RPIP-63: Houston Hotfix

langers · 13 September 2024 05:42

This is the official discussion thread for RPIP-63: Houston Hotfix.

The changes described in this RPIP are about to enter audits. We acknowledge that this is not the preferred flow of creating an RPIP ahead of the work. In part this is because the initial scope of the hotfix was purely in “bugfix” territory and it grew to include items that merited a pDAO vote.

Key required bugfixes:

Fixing legacy minipool finalisation
Onchain voting: Prevent abuse of proposals to exit RPL stake
Onchain voting: Prevent attacks that allow a proposer’s bond to be stolen
Reduce the guardrail on on-chain voting quorum (the exact number is up for discussion)

Key items that aren’t required bugfixes:

Allow the minimum per-minipool RPL stake to go to zero without causing reverts elsewhere; while this is a bugfix, it’s only needed to enable something similar to RPIP-62
Use ETH for the scrub check penalty instead of RPL; this is primarily needed to enable something similar to RPIP-62

Valdorff · 17 September 2024 06:11

Kane brought up a good point on github about whether we should tweak the quorum, in addition to the quorum guardrail. The reason to do so would be to avoid getting stuck – 51% of the active vote is quite a high bar.

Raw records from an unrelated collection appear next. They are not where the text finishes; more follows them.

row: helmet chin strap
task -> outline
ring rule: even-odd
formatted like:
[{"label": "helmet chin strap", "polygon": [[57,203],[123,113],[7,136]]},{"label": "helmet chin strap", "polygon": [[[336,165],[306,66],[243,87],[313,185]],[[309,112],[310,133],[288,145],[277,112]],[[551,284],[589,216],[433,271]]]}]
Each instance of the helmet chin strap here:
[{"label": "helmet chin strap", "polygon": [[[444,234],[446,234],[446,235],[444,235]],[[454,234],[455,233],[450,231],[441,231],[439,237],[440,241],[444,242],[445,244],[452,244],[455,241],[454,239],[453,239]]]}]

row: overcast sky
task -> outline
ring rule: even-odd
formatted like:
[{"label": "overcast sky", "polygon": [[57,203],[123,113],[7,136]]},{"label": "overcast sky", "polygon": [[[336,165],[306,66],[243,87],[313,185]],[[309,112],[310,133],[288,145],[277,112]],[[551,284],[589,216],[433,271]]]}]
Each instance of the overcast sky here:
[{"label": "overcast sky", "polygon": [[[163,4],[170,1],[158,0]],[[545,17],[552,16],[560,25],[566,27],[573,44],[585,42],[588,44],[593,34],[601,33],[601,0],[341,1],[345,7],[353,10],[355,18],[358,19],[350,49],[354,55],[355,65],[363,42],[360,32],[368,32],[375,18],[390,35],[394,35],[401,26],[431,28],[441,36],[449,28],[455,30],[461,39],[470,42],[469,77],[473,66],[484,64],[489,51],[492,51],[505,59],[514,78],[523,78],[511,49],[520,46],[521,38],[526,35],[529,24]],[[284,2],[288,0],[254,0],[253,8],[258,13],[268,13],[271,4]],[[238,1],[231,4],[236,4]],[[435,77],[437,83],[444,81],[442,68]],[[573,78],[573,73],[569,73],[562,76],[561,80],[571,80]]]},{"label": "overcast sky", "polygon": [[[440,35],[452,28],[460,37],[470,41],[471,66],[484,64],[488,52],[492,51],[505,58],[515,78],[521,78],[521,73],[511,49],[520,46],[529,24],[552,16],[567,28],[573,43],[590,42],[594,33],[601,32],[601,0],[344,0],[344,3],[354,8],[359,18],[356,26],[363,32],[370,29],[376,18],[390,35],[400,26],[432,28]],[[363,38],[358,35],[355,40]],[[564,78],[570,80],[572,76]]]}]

Given that we have about 50k/94k vote initialized, I think we should do something near the end goal of 15% when everything is initialized. This would be 15% * 94k/50k = 28.2%. Maybe go with 25% or 30% cuz yay round numbers?

langers · 17 September 2024 11:53

Yes that’s a great point. I have raised a PR on the RPIP to update the quorum to 30%.

epineph · 17 September 2024 11:59

So this is a bit in the weeds, but going to make a few points anyway.

we should consider if quorum is the gatekeeper we want. In a quorum system, when quorum is uncertain, supporters of the less popular side are incentivized to boycott and hope quorum isn’t reached. This gives rise to weird gaming behavior, and obscures actual disagreement as the vote appears extremely lopsided.
As an example, which vote represents the will of the DAO better:

14% in favor and 0% opposed, or
8% in favor, 7% opposed?

Consider if we should instead enact something like [most popular outcome that reaches X % of total vote power], because the outcome of “no action” is just status quo, not anarchy like an political election.
There are some things (MC elections eg) where quorum is the better system.

2). I agree 50% active vote quorum (if we use quorum) is too high. however, I think the onus is on the dao to figure out ways to a) get more people initialized and b) get more people voting. I voted against RPIP-4 for this reason and I still maintain a system where 7.6% of vote is required to pass law is broken. Passing something on-chain should be hard-ish, and there should be an expectation that NOs vote OR delegate. And if required, incentives. Our best protection against malicious attack is high fidelity honest voters. So 25-30% quorum of active vote makes sense to me, even after we initialize most voters.
This DAO is not LDO, and we should have higher expectations of ourselves.

Valdorff · 17 September 2024 12:33

I think it’s worth noting that Lido quorum is 5% and they have no sublinear scaling at all. The largest single wallet is at 5%.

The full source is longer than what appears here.